Mt. Lebanon Commission has identified a list of priority projects for 2021, and the selection process was far more involved than simply filling wish lists.

During the commission’s March 23 discussion session, the projects were announced as:

  • Continuing the municipal diversity, equity and inclusion initiative;
  • Developing a master plan for Mt. Lebanon parks and conducting a feasibility study for the recreation center;
  • Redesigning the municipal website;
  • Restructuring municipal advisory boards;
  • Advancing the first phase of the Vibrant Uptown improvement project in the Washington Road business district;
  • Amending the overnight parking section of the municipal code and implementing the changes.

Consulting firm Strategic Solutions LLC, based in Mt. Lebanon, worked with municipal officials to prioritize and make choices, primarily during a six-hour workshop meeting via Zoom in February.

“The goal was to narrow down the long list of projects that were identified by department heads, as well as commissioners, to five,” said John Trant, Strategic Solutions founder and president. “We ended up with six, so we’ll call that close enough.”

He said the procedure entailed both scientific and subjective elements.

“We wanted to make sure we had a deliberate process for evaluating each of the projects from a purely analytical standpoint,” he said, plus taking into consideration “the capacity that Mt.
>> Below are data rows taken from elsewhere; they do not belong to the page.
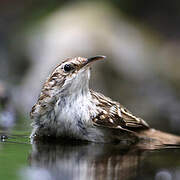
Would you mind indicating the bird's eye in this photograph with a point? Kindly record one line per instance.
(67, 67)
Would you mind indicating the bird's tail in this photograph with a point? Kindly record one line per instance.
(159, 138)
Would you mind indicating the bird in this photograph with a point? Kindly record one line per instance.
(68, 109)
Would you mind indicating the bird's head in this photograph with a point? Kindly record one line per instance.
(72, 75)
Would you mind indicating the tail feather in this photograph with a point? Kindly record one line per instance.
(159, 137)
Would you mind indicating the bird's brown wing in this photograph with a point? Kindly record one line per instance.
(113, 115)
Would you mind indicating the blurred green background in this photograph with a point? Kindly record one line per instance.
(141, 40)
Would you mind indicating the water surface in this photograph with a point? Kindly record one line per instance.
(76, 160)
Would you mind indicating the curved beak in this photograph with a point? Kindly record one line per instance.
(92, 59)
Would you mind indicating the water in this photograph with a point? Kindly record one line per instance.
(78, 161)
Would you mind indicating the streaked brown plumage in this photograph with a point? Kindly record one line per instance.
(67, 107)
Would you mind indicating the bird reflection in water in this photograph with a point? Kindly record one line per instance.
(83, 161)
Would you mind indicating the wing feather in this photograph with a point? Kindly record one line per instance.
(114, 115)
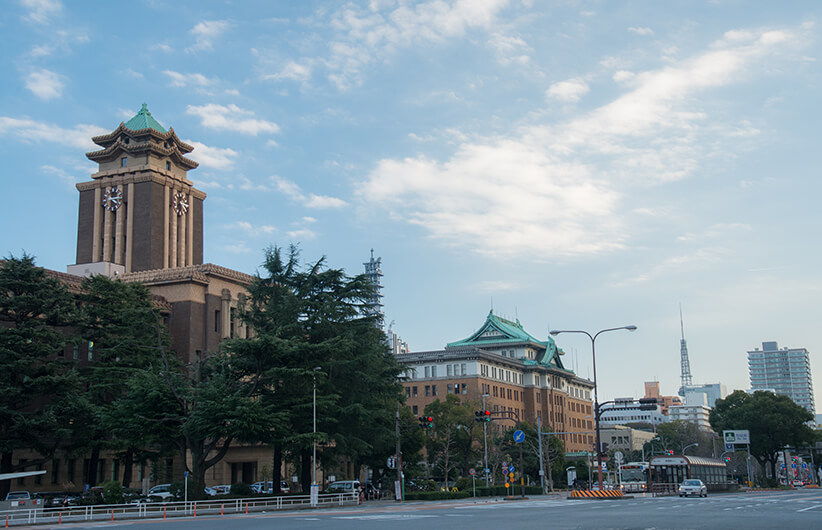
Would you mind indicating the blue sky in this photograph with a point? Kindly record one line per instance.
(575, 164)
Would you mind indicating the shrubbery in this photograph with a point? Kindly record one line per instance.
(436, 495)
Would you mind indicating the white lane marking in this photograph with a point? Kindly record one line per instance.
(387, 516)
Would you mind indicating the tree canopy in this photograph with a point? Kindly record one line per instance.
(774, 421)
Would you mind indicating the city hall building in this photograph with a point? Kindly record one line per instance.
(514, 371)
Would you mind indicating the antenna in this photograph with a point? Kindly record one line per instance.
(685, 365)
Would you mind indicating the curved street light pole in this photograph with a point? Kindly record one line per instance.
(596, 399)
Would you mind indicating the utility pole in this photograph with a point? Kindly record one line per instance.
(398, 488)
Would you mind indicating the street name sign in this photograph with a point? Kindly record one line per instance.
(737, 437)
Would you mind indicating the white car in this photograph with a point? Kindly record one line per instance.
(162, 492)
(693, 486)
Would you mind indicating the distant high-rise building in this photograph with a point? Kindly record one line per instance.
(685, 365)
(785, 371)
(374, 303)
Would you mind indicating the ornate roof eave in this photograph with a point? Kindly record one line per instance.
(104, 139)
(114, 149)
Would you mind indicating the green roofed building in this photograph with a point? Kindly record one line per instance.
(514, 370)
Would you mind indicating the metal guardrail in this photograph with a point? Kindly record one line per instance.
(158, 510)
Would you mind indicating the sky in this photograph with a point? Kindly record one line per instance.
(577, 165)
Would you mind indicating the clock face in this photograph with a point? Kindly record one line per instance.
(112, 199)
(180, 203)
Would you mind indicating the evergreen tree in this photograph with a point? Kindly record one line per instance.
(310, 329)
(37, 383)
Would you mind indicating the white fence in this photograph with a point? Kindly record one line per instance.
(157, 510)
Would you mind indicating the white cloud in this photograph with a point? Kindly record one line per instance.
(372, 34)
(250, 229)
(161, 47)
(567, 188)
(293, 71)
(26, 129)
(231, 118)
(182, 80)
(568, 91)
(213, 157)
(292, 190)
(510, 50)
(45, 84)
(623, 75)
(205, 32)
(40, 11)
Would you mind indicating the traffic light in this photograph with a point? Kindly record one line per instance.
(647, 403)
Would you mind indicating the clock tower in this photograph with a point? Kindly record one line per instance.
(139, 212)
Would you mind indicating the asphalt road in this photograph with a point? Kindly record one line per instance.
(798, 509)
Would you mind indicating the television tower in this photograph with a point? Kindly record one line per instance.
(685, 365)
(374, 302)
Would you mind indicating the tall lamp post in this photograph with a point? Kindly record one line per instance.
(593, 338)
(314, 485)
(485, 441)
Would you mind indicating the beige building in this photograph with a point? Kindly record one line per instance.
(515, 371)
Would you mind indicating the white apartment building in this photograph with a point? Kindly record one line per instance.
(787, 371)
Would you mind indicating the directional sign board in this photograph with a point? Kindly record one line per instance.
(736, 437)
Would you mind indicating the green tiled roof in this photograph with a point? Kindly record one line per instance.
(498, 331)
(144, 120)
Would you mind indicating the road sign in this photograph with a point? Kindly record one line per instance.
(737, 437)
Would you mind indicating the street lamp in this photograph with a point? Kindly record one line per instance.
(596, 400)
(314, 455)
(485, 440)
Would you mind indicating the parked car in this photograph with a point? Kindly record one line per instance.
(343, 486)
(693, 486)
(18, 496)
(223, 489)
(161, 492)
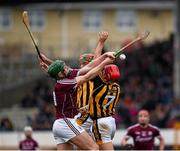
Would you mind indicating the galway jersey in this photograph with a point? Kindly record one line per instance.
(65, 96)
(143, 137)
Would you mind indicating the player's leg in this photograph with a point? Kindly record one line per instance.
(65, 146)
(66, 130)
(104, 130)
(106, 146)
(84, 141)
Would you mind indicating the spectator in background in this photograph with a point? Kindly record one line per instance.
(6, 124)
(143, 133)
(28, 143)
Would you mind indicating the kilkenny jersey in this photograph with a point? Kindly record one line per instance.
(104, 98)
(84, 93)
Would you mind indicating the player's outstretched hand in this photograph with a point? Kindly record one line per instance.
(128, 147)
(103, 36)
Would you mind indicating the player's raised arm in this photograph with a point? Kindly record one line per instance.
(45, 59)
(124, 140)
(102, 38)
(93, 71)
(108, 56)
(161, 144)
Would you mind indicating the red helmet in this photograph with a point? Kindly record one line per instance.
(112, 72)
(86, 58)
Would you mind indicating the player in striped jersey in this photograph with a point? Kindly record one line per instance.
(66, 131)
(86, 89)
(102, 106)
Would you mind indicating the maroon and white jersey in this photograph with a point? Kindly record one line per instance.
(28, 144)
(143, 137)
(65, 96)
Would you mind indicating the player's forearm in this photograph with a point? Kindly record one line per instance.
(161, 145)
(97, 61)
(94, 72)
(98, 50)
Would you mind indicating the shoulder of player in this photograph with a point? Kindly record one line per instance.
(133, 126)
(153, 127)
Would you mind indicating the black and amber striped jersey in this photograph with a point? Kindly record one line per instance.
(84, 93)
(104, 98)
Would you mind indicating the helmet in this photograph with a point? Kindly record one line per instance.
(56, 67)
(112, 72)
(86, 58)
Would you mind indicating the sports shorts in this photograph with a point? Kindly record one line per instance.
(65, 129)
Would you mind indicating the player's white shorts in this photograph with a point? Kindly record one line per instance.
(85, 122)
(65, 129)
(104, 129)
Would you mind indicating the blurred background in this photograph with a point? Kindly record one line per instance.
(150, 75)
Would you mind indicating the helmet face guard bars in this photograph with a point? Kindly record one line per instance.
(112, 72)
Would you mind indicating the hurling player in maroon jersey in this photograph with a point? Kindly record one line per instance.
(65, 129)
(28, 143)
(143, 133)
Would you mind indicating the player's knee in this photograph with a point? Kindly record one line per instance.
(94, 147)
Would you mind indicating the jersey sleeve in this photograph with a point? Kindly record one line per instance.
(156, 132)
(129, 132)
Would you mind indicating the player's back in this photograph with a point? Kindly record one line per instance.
(143, 137)
(104, 98)
(65, 96)
(28, 144)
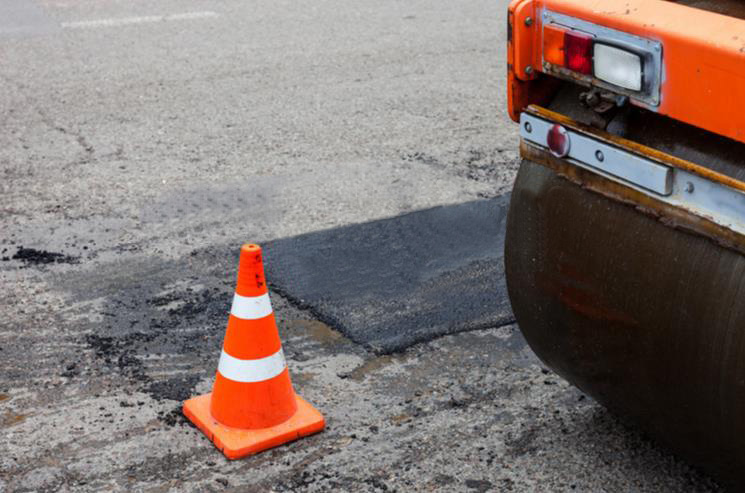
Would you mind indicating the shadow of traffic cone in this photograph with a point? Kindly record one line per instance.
(252, 406)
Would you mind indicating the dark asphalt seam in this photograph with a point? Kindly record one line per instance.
(334, 323)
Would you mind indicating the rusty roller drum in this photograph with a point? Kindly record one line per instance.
(646, 317)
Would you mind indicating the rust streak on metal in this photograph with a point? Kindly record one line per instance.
(636, 148)
(671, 215)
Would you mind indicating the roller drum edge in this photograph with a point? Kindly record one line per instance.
(647, 319)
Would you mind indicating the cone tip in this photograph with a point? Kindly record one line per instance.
(250, 248)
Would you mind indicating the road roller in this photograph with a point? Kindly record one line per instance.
(625, 242)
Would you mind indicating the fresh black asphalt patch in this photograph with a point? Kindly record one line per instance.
(395, 282)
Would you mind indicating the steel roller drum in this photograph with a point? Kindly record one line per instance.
(644, 316)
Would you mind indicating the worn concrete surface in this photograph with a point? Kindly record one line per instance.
(142, 141)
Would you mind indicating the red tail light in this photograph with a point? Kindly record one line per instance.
(578, 51)
(558, 141)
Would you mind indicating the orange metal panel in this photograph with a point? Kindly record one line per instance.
(703, 55)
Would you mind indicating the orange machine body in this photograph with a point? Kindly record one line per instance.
(703, 61)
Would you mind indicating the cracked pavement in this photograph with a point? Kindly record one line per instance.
(137, 156)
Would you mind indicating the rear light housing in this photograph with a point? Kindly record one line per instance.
(598, 56)
(558, 141)
(618, 66)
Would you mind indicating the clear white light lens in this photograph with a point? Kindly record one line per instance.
(618, 66)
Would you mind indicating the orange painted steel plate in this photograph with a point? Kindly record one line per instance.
(703, 56)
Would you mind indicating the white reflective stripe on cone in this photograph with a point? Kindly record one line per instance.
(251, 370)
(251, 307)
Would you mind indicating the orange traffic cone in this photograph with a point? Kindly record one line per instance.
(252, 406)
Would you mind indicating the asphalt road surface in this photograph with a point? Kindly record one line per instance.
(144, 141)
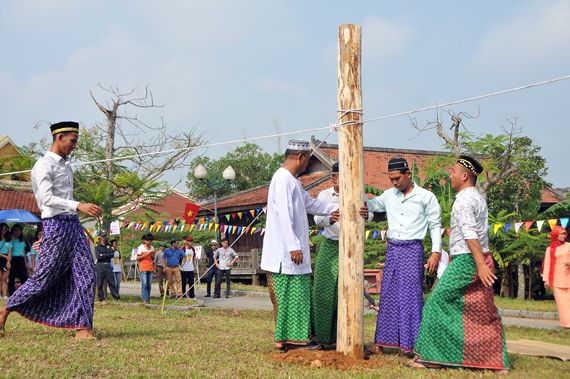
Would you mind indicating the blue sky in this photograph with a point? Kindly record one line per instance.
(248, 68)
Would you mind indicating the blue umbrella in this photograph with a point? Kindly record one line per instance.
(17, 215)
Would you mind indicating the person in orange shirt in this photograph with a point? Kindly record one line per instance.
(556, 272)
(145, 257)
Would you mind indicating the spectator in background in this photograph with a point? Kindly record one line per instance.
(5, 255)
(145, 257)
(187, 268)
(19, 263)
(104, 253)
(160, 268)
(117, 264)
(224, 258)
(557, 272)
(171, 259)
(212, 269)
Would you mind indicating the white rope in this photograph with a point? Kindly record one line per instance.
(335, 126)
(332, 127)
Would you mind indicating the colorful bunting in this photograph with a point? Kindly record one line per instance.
(552, 223)
(496, 228)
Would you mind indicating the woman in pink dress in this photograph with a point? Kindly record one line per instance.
(556, 272)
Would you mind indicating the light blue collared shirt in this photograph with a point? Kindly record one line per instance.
(410, 216)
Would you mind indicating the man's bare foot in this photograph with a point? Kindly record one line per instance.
(3, 317)
(84, 334)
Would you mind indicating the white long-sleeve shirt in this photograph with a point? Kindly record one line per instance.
(287, 226)
(469, 221)
(332, 232)
(52, 183)
(410, 216)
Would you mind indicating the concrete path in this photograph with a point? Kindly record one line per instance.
(262, 302)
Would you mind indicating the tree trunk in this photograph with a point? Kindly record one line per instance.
(521, 282)
(350, 325)
(109, 154)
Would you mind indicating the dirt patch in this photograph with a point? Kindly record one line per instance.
(334, 359)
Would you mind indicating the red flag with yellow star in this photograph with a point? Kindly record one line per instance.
(190, 212)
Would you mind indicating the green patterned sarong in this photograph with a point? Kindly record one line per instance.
(325, 293)
(293, 295)
(460, 322)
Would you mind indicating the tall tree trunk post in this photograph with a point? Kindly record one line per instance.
(521, 282)
(350, 326)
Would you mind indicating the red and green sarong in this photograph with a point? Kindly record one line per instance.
(325, 293)
(293, 296)
(460, 322)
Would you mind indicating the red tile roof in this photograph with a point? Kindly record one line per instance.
(19, 200)
(171, 205)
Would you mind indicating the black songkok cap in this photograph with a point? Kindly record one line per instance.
(470, 164)
(334, 168)
(64, 126)
(397, 164)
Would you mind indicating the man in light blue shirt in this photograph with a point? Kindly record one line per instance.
(411, 211)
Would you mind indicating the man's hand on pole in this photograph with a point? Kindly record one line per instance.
(297, 256)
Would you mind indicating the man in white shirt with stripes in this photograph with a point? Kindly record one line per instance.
(286, 256)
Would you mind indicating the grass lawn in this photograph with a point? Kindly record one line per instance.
(139, 342)
(525, 305)
(501, 302)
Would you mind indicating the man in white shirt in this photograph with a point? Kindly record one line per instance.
(224, 259)
(461, 326)
(62, 292)
(411, 211)
(286, 255)
(187, 267)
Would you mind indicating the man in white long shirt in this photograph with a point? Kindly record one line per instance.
(411, 211)
(286, 255)
(61, 293)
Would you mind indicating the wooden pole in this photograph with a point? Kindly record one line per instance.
(350, 326)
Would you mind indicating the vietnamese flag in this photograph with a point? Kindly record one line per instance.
(190, 212)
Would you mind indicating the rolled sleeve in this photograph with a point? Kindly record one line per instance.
(45, 192)
(377, 204)
(468, 226)
(433, 213)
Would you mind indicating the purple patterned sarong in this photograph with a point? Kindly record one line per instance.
(401, 295)
(62, 292)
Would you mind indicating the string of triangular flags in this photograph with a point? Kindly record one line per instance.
(207, 224)
(199, 224)
(517, 226)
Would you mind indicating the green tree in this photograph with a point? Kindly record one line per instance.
(252, 165)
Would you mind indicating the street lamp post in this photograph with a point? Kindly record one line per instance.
(215, 184)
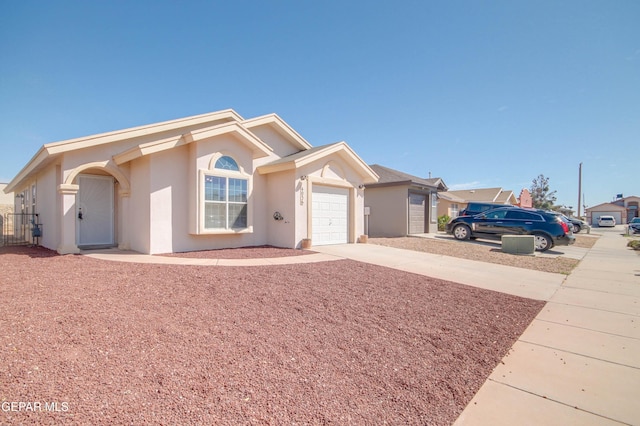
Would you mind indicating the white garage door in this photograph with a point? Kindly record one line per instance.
(596, 215)
(329, 215)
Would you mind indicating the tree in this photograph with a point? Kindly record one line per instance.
(542, 197)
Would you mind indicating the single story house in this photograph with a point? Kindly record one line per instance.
(452, 202)
(622, 209)
(525, 200)
(209, 181)
(400, 204)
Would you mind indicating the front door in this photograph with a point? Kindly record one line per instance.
(94, 211)
(417, 216)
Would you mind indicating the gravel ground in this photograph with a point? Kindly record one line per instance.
(486, 252)
(337, 342)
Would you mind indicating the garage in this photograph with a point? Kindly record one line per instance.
(329, 215)
(596, 215)
(417, 216)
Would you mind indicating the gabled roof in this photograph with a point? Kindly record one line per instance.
(182, 131)
(390, 177)
(259, 148)
(280, 126)
(610, 206)
(308, 156)
(486, 195)
(50, 151)
(506, 197)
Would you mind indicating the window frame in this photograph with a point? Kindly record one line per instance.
(227, 175)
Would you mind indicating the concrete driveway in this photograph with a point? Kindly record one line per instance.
(579, 360)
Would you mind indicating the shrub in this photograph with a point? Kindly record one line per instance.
(442, 222)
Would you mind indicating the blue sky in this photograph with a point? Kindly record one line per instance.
(479, 93)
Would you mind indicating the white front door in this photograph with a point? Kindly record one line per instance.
(94, 211)
(330, 215)
(417, 216)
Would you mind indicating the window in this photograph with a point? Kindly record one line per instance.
(225, 196)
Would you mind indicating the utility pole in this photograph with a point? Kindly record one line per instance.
(579, 187)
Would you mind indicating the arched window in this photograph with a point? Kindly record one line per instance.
(227, 163)
(225, 196)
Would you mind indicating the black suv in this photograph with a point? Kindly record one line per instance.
(548, 229)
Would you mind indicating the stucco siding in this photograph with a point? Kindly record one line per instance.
(48, 206)
(139, 206)
(388, 210)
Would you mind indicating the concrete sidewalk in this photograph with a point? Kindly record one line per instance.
(578, 363)
(117, 255)
(506, 279)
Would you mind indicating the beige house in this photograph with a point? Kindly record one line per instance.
(452, 202)
(204, 182)
(401, 204)
(623, 210)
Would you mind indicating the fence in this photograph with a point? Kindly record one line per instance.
(20, 228)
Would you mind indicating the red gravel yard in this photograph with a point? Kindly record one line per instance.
(85, 341)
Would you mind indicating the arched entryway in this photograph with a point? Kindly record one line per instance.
(100, 199)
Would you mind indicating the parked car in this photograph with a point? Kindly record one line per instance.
(548, 229)
(606, 221)
(474, 208)
(634, 226)
(577, 224)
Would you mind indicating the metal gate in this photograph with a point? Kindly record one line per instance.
(20, 228)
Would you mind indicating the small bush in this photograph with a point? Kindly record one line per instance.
(442, 222)
(634, 244)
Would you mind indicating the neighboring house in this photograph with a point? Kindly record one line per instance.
(623, 210)
(401, 204)
(525, 199)
(451, 202)
(210, 181)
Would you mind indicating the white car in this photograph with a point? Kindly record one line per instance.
(606, 221)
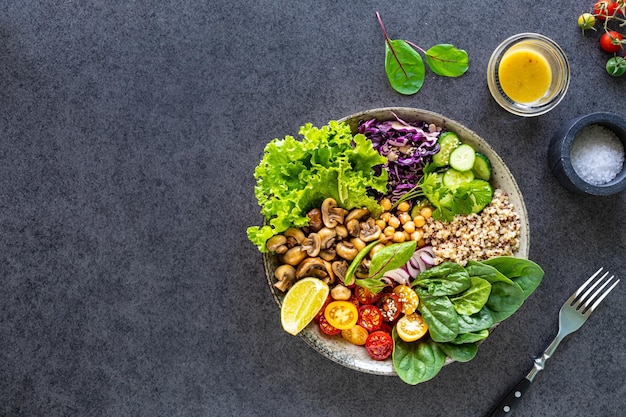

Lebanon has and of the priorities of the community. So there’s an art to it, as well, in the sense of standing back and taking a look at the list. We did that at the beginning, and we did that at the end.”

The analytical component involved a weighted point system by which commissioners came up with a list of projects that ranked the highest.

“We had a further discussion on what each of those top 10 projects were and whether they were implementable this year or next year, if they had the highest community impact, if it made sense for those projects to rank in the top,” said Chelsea Puff, Strategic Solutions project manager.

The discussion resulted in some shuffling of the rankings, with some projects falling out of the six that were selected. Coming up slightly short are developing an environmental sustainability and climate action plan, completing a comprehensive streets policy, conducting an operational review of the recreation department and pursuing certification in the EcoDistricts program, a comprehensive framework to guide urban and community development.

“The goal is that those projects will be part of the list to start this process next year,” Trant said.

Considerations with regard to this year’s projects included the potential impact on municipal staff members.

“There was a very thoughtful process, particularly from the management team at Mt. Lebanon, to be deliberative about identifying what is our capacity in terms of planning for the project,” Trant said. “None of these projects is ready to just flip a switch and say go. All of them are going to require some preimplementation staffing resources.

“We also recognized that once a project is complete, most often that project isn’t static,” he continued. “There is likely going to be needing of additional capacity beyond implementation to ensure the sustainability and the viability of that project moving forward for the municipality.”